Genetic interaction of GSH metabolic pathway genes in cystic fibrosis

Background

Cystic fibrosis (CF) is a monogenic disease caused by CFTR gene mutations, with clinical expression similar to complex disease, influenced by genetic and environmental factors. Among the possible modifier genes, those associated to metabolic pathways of glutathione (GSH) have been considered as potential modulators of CF clinical severity. In this way it is of pivotal importance investigate gene polymorphisms at Glutamate-Cysteine Ligase, Catalytic Subunit (GCLC), Glutathione S-transferase Mu 1 (GSTM1), Glutathione S-transferase Theta 1 (GSTT1), and Glutathione S-transferase P1 (GSTP1), which have been associated to the GSH metabolic pathway and CF clinical severity.

Method

A total of 180 CF’s patients were included in this study, which investigated polymorphisms in GCLC and GST genes (GCLC -129C>T and -3506A>G; GSTM1 and GSTT1 genes deletion, and GSTP1*+313A>G) by PCR and PCR-RFLP associating to clinical variables of CF severity, including variables of sex, clinical scores [Shwachman-Kulczycki, Kanga e Bhalla (BS)], body mass index, patient age, age for diagnosis, first clinical symptoms, first colonization by Pseudomonas aeruginosa, sputum’s microorganisms, hemoglobin oxygen saturation in the blood, spirometry and comorbidities.

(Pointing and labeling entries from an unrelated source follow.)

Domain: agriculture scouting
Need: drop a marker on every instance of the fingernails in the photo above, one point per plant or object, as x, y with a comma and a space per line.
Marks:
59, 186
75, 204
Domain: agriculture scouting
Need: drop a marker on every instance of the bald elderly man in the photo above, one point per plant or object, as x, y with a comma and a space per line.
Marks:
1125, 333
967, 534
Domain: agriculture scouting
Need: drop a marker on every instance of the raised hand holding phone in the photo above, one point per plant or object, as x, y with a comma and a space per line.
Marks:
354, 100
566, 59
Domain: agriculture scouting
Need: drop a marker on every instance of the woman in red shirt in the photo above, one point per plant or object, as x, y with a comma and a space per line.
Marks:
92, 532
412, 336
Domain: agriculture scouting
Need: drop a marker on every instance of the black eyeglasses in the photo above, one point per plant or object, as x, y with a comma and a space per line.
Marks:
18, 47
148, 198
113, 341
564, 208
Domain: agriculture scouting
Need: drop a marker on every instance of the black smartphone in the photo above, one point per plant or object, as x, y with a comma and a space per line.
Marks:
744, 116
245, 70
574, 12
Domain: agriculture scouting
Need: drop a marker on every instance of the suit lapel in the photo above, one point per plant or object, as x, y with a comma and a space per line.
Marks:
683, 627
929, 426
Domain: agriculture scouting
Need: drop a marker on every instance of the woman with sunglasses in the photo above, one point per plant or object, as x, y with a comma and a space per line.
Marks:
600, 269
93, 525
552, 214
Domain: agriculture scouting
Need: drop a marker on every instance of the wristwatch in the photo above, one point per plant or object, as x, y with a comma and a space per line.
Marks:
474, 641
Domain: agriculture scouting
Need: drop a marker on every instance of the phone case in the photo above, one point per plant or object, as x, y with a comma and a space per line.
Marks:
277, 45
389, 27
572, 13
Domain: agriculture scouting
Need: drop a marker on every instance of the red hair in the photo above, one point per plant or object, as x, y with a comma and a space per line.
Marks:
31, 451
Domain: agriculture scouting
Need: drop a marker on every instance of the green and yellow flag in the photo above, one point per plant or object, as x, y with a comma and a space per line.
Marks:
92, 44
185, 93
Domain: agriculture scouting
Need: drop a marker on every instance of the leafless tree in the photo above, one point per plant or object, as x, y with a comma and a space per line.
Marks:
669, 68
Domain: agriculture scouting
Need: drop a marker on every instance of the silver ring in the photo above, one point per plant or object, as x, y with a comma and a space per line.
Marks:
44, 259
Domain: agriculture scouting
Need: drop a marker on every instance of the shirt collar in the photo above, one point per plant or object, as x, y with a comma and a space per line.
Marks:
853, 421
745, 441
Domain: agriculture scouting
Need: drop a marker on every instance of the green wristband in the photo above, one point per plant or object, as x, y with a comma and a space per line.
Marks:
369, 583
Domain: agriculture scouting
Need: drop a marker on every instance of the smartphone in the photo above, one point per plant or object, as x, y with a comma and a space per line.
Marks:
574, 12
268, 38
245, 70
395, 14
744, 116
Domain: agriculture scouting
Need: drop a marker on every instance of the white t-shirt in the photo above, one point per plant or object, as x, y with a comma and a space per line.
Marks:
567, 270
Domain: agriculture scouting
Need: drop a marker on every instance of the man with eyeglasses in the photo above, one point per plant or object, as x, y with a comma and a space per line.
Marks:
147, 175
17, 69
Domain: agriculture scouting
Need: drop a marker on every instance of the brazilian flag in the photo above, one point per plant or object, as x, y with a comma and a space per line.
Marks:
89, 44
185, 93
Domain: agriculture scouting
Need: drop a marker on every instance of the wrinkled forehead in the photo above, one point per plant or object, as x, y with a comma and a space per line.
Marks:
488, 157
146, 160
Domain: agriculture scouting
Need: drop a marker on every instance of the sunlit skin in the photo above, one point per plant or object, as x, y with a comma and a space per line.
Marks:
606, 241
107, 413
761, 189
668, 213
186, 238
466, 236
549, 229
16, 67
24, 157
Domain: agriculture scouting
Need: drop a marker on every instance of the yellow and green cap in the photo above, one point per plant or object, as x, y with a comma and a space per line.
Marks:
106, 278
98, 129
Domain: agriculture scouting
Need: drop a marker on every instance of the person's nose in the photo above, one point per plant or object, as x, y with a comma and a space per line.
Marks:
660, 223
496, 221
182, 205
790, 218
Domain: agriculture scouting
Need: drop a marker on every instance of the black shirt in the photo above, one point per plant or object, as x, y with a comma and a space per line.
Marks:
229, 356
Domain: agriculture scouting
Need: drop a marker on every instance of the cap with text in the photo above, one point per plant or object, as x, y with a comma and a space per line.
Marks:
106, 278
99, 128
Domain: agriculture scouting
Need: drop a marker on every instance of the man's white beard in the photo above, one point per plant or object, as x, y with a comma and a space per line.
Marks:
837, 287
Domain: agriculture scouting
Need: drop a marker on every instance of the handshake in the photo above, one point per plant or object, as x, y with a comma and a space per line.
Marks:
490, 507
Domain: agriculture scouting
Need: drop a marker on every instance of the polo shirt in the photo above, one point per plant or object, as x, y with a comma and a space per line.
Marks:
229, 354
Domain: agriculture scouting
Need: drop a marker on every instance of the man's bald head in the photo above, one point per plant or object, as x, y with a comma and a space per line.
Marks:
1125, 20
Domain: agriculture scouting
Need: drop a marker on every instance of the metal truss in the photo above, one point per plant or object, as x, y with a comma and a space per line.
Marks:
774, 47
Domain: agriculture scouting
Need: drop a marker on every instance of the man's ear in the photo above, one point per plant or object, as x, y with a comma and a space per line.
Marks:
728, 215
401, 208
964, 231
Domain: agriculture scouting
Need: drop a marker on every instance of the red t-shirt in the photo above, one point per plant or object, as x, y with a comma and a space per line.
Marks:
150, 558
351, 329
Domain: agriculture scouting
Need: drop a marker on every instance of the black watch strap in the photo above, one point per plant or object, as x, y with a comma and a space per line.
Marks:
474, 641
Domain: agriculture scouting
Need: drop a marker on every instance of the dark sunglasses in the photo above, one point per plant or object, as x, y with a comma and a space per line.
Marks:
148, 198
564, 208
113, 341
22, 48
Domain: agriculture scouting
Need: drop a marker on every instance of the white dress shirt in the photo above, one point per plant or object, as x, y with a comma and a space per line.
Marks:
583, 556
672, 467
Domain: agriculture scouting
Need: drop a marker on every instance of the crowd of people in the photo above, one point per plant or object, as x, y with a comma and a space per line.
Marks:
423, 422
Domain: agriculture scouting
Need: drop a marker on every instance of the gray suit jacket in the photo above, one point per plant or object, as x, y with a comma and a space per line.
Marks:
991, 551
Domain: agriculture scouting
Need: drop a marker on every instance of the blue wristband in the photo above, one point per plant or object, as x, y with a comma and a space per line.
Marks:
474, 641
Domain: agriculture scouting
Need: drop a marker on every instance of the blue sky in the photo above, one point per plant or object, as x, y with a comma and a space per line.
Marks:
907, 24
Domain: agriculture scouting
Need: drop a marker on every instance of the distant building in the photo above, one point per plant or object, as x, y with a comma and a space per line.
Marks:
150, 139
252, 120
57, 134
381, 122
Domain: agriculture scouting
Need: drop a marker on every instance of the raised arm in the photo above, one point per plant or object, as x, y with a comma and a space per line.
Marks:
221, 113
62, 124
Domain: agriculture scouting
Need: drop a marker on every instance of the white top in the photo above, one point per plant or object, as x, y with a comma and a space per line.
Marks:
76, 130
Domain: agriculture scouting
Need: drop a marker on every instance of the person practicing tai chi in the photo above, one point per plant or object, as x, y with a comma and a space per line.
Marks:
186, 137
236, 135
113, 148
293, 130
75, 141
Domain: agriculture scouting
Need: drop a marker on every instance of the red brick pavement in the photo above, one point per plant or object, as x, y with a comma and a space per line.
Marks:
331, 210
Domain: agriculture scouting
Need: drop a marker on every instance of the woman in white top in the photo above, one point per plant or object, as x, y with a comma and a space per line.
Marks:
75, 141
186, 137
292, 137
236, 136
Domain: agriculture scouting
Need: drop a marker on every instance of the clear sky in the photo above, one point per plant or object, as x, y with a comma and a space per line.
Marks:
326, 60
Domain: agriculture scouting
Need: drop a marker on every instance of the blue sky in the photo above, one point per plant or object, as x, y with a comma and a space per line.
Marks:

The CFTR genotype was investigated in all patients, and the genetic interaction was performed using MDR2.0 and MDRPT0.4.7 software.

Results

The analysis of multiple genes in metabolic pathways in diseases with variable clinical expression, as CF disease, enables understanding of phenotypic diversity. Our data show evidence of interaction between the GSTM1 and GSTT1 genes deletion, and GSTP1*+313A>G polymorphism with CFTR gene mutation classes, and BS (Balance testing accuracy= 0.6824, p= 0.008), which measures the commitment of bronchopulmonary segments by tomography.

Conclusion

Polymorphisms in genes associated with metabolism of GSH act on the CF’s severity.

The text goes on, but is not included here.